Abstract
Purpose The genetic locus 3p21.31 has been associated with severe coronavirus disease 2019 (COVID-19), but the underlying pathophysiological mechanism is unknown.
Methods To identify intermediate traits of the COVID-19 risk variant, we performed a phenome-wide association study (PheWAS) with 923 phenotypes in 310,999 European individuals from UK Biobank. For candidate target genes, we examined associations between their expression and the polygenic score (PGS) of 1,263 complex traits in a meta-analysis of 31,684 blood samples.

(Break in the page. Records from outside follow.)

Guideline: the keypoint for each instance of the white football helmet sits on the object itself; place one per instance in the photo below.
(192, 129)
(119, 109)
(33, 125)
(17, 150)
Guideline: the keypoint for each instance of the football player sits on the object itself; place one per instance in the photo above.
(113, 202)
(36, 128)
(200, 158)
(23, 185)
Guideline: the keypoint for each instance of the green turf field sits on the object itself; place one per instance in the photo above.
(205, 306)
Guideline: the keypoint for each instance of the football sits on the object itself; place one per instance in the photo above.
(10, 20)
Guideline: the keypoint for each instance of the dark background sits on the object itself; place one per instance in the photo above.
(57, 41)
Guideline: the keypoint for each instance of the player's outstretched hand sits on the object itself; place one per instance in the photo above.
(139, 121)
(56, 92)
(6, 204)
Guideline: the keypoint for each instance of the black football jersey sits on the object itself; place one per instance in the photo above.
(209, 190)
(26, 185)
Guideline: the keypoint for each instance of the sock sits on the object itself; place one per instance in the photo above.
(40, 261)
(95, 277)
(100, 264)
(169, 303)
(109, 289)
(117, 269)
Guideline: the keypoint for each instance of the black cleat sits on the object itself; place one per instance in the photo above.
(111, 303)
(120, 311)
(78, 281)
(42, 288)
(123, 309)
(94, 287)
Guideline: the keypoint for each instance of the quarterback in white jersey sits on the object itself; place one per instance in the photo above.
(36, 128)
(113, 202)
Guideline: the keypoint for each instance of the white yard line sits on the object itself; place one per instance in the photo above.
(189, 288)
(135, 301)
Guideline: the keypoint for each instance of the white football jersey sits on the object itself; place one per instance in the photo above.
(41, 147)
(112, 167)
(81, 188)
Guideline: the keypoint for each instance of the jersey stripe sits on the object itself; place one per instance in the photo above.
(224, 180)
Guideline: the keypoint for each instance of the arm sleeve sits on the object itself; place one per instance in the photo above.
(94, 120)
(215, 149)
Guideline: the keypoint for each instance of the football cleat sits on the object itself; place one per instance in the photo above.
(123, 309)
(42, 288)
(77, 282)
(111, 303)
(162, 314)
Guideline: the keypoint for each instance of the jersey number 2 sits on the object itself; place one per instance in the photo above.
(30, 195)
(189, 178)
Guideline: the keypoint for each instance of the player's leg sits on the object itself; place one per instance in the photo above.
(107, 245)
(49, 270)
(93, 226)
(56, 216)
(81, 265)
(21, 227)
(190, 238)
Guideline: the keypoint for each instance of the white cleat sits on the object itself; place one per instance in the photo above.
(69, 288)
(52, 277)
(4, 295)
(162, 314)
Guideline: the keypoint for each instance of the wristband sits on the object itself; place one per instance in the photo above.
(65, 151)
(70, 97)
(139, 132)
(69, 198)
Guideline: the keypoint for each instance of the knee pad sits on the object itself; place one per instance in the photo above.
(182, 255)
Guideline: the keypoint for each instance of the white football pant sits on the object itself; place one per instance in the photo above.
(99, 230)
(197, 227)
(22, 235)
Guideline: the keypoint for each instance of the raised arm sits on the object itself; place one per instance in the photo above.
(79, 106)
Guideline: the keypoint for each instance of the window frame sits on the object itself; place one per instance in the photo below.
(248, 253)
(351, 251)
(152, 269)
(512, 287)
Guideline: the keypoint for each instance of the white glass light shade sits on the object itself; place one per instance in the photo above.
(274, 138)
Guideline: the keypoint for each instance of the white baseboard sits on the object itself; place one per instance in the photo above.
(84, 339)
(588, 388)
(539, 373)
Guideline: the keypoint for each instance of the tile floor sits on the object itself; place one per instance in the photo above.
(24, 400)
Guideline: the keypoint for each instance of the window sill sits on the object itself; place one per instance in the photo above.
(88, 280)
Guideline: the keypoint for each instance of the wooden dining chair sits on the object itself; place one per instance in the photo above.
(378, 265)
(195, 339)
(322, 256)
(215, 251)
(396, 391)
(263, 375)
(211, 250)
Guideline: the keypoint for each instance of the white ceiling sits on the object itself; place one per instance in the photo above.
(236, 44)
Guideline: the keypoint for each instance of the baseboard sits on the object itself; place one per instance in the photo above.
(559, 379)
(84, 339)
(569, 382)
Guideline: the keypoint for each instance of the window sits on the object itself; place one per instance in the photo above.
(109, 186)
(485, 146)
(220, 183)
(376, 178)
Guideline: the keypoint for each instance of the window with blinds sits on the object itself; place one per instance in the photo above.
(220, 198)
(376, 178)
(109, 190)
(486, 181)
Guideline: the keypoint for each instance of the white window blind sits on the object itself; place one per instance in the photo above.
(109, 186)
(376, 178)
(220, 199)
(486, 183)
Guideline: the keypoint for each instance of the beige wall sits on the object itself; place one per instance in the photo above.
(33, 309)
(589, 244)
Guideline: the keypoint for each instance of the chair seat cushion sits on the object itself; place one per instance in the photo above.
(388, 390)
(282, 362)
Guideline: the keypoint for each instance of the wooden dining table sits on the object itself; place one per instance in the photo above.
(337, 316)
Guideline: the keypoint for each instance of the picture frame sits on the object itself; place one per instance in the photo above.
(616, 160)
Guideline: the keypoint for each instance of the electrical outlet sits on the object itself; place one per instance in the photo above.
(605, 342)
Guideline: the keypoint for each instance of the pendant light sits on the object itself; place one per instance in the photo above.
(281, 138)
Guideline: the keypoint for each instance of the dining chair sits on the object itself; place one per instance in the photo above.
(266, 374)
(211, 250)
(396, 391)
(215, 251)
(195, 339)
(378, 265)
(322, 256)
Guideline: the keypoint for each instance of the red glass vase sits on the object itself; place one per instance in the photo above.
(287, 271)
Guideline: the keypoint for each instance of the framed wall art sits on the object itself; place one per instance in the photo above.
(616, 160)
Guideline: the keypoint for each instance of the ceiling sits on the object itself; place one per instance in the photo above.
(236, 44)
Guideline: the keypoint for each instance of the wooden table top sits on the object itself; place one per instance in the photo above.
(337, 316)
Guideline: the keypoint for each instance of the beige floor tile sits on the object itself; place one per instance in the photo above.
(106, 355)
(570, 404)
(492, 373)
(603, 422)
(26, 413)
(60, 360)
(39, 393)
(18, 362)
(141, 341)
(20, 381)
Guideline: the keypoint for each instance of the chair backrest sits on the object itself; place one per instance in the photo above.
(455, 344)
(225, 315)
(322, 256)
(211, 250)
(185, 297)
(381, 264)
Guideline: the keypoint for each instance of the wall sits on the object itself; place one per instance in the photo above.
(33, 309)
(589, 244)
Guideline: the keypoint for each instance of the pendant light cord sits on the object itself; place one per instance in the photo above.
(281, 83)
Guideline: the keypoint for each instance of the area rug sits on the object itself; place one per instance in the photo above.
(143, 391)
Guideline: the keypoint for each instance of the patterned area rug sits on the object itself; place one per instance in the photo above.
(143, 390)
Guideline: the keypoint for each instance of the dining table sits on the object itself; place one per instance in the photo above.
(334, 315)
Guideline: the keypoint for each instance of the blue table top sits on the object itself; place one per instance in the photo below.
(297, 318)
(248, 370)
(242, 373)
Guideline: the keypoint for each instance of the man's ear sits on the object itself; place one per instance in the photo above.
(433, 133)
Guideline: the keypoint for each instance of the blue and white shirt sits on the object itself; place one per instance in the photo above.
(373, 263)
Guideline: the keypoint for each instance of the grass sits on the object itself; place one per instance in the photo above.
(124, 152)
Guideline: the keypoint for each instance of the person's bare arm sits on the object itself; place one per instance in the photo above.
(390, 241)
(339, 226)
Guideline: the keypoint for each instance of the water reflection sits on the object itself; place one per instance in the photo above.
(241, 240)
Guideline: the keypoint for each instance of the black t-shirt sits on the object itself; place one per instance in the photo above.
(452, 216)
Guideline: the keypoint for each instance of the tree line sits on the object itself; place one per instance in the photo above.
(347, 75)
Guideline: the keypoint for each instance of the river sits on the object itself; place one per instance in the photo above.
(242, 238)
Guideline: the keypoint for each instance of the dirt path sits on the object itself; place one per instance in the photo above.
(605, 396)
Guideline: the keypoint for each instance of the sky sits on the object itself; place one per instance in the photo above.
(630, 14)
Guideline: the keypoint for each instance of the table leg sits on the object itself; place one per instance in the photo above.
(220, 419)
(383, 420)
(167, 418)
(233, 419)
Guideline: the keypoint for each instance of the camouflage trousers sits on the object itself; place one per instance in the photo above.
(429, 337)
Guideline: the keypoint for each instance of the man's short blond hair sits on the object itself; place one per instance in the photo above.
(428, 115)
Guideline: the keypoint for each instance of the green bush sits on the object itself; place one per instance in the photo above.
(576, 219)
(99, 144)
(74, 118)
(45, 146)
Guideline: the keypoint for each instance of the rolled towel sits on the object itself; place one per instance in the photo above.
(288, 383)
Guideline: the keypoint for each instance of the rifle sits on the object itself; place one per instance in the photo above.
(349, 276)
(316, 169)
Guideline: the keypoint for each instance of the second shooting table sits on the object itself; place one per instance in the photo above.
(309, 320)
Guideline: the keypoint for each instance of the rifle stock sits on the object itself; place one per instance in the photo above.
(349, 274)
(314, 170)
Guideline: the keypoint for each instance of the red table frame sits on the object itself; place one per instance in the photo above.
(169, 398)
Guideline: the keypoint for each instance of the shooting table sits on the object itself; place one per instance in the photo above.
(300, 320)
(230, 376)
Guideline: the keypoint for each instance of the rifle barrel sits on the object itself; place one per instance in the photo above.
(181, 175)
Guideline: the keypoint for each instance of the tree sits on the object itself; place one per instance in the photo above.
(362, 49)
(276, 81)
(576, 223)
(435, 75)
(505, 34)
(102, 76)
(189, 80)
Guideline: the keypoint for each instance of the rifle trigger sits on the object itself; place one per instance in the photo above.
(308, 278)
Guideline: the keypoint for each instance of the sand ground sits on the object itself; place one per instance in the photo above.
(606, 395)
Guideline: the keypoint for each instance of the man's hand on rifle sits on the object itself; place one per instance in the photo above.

Results Our PheWAS identified and replicated multiple blood cell traits to be associated with the COVID-19 risk variant, including monocyte count and percentage (p = 1.07×10−8, 4.09×10−13), eosinophil count and percentage (p = 5.73×10−3, 2.20×10−3), and neutrophil percentage (p = 3.23×10−3). The PGS analysis revealed positive associations between the expression of candidate genes and genetically predicted counts of specific blood cells: CCR3 with eosinophil and basophil (p = 5.73×10−21, 5.08×10−19); CCR2 with monocytes (p = 2.40×10−10); and CCRl with monocytes and neutrophil (p = 1.78×10−6, 7.17×10−5).

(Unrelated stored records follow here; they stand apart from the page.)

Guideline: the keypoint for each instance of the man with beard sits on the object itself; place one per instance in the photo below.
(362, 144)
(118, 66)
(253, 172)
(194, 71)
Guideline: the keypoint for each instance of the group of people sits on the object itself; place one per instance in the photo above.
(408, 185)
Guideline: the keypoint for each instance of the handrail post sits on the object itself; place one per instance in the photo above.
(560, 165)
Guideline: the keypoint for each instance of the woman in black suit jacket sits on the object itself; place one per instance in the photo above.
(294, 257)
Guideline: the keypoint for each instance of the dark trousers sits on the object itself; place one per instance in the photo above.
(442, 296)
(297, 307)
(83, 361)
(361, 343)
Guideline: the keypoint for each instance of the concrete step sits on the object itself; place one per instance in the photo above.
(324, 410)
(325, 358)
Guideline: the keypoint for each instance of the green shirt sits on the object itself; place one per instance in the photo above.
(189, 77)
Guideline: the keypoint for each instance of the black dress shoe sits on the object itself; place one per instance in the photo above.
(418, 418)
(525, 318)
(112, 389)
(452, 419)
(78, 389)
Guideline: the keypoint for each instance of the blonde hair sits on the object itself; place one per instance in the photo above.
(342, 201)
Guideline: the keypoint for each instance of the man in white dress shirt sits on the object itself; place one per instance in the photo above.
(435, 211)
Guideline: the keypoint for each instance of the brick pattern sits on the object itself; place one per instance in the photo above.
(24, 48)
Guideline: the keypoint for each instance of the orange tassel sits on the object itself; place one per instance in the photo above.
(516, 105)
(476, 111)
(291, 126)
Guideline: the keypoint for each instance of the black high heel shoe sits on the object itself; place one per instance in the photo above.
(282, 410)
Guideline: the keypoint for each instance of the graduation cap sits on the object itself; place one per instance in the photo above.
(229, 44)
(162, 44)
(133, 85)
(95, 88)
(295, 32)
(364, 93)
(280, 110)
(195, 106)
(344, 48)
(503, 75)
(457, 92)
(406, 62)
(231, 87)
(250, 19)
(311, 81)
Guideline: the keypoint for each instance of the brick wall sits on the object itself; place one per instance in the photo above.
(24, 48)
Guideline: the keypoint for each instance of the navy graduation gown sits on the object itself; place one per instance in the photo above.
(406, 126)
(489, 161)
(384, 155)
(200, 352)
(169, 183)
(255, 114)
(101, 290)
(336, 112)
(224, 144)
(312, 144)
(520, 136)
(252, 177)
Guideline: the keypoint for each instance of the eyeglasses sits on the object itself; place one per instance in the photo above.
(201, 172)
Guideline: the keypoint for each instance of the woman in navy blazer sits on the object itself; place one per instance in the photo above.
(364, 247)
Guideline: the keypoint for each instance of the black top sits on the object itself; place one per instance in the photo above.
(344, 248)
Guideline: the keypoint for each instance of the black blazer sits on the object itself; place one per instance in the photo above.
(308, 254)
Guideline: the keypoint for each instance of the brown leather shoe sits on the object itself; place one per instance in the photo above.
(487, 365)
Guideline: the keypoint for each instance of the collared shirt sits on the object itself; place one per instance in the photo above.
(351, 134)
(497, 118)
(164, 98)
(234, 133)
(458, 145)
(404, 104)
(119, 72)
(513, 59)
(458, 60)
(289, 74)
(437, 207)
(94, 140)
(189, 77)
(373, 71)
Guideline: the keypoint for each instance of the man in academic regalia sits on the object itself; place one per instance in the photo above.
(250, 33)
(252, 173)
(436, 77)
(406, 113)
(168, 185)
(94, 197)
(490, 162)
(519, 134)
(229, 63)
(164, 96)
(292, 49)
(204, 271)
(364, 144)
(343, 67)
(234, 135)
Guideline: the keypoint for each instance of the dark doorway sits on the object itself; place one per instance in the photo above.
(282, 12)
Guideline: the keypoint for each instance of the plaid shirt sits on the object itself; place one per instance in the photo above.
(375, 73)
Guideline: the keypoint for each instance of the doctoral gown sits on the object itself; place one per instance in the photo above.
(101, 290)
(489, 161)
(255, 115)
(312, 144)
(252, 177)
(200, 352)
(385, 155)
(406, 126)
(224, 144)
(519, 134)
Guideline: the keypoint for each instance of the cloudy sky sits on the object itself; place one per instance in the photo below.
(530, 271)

Conclusions Multiple blood cell traits, especially monocyte, eosinophil, and neutrophil numbers, are associated with the COVID-19 risk variant and the expression of its candidate target genes, representing probable mechanistic links between the genetic locus 3p21.31 and severe COVID-19.
INTRODUCTION
The coronavirus disease 2019 (COVID-19), caused by infection of the severe acute respiratory syndrome coronavirus 2 (SARS-CoV-2), affects individuals differently, with clinical manifestations ranging from asymptomatic infection, to mild flu-like symptoms, to severe respiratory failure1–3. Besides demographic factors and pre-existing conditions, genetic variation is partly responsible for these varying individual responses4–6. The first genome-wide association study (GWAS) for COVID-19 in patients with respiratory failure identified genetic associations at locus 3p21.314, which was independently replicated by the COVID-19 Host Genetics Initiative5. The peak signal at this locus spans multiple chemokine receptor genes (e.g., CCR9, CXCR6, XCR1 and CCR1) and risk variants are associated with the expression of CXCR6, CCR1 and SLC6A204. However, the underlying causal variant, the target gene, and the pathophysiological process are unknown.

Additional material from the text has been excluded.